12. Performance-oriented, flexible terms can make or break a deal in these risk-averse times, especially for a private-equity investor who is weighing the most attractive opportunities that have been around in years. One thing that can help lure investors is the so-called clawback technique. A financing deal starts off with one set of terms--your equity investor receives a certain percentage of stock in return for a specified capital investment--but those terms can shift, depending on how successful you are in meeting agreed-upon goals according to a fixed set of deadlines. "What I tell business owners all the time is 'Who cares how much stock you give away going into the deal as long as you maintain control? If you can get a good chunk of it back based upon your performance results, that's what matters," says A. Gordon Tunstall, a financing consultant and intermediary in Tampa. "Meanwhile, these kinds of terms increase the comfort level of private investors in times like these."

13. Redeemable preferred stock is another technique that can ease investors' jitters in uncertain times. A decade ago redeemable preferred stock was a way to give investors guaranteed credit status in case a company went bankrupt. Now it's used to give investors an extra bang for their buck if a company's initial public offering--and thus, the deal's payoff--gets delayed. The preferred stock may, for example, be structured so that if an IPO takes place in five years instead of two, investors will receive the full value of their original investment plus stock at exit time. It may cost you more to build techniques like these into a deal. But they can make a closing happen--and if the IPO market settles down fairly quickly and you are able to achieve your original goals for taking the company public, you won't even take a hit financially.

14. The wide world of the Internet still offers a mixed bag for the corporate seeker of capital.
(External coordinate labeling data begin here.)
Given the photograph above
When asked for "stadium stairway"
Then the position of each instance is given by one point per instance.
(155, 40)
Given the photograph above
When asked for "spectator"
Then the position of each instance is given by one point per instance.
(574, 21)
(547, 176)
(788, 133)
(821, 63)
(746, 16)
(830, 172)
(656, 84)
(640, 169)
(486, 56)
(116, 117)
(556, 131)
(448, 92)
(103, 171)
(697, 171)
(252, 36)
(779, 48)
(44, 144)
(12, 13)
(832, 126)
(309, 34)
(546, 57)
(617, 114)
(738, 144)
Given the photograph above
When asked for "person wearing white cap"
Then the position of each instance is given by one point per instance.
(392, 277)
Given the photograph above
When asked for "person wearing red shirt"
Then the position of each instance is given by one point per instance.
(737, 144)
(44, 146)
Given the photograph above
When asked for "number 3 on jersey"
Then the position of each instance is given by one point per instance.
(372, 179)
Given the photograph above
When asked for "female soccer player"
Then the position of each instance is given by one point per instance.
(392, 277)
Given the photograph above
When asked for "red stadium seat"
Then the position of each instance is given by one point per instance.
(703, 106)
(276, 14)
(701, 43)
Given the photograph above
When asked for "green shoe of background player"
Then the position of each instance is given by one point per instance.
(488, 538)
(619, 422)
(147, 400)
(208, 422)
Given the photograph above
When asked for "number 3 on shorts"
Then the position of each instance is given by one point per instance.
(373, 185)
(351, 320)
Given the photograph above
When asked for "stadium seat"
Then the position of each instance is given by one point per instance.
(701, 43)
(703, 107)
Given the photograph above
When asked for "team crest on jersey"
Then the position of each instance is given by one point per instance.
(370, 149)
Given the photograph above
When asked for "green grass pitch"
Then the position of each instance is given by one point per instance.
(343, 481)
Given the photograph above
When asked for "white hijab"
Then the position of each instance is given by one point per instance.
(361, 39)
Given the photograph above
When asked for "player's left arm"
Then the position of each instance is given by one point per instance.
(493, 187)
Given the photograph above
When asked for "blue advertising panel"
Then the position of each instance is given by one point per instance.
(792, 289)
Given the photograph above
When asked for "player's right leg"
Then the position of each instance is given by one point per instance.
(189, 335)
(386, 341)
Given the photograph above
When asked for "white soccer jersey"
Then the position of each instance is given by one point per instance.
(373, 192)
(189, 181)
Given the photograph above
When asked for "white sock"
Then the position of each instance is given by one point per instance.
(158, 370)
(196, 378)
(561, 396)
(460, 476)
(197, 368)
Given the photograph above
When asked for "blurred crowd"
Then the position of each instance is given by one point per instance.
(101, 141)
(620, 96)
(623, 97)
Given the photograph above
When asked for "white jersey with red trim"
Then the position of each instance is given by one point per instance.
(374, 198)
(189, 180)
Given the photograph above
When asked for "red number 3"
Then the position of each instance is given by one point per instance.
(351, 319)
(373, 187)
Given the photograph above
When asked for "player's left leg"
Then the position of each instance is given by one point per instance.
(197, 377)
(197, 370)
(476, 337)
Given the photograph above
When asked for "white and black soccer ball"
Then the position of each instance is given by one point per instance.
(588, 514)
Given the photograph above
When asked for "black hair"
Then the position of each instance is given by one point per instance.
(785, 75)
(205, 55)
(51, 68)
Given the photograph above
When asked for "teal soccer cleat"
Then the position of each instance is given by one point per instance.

Once you start visiting financing Web sites (which seem to proliferate endlessly), you can find yourself in a black hole--unable to turn off the computer but also unable to come up with any cash. Still, cynical though we may be, we recommend that you check out some of the best sites, which offer business owners the chance to research a wide range of funding options. Among the sites we like is www.vfinance.com, which provides information on more than 200 venture-capital firms, as well as frequent news updates about the industry.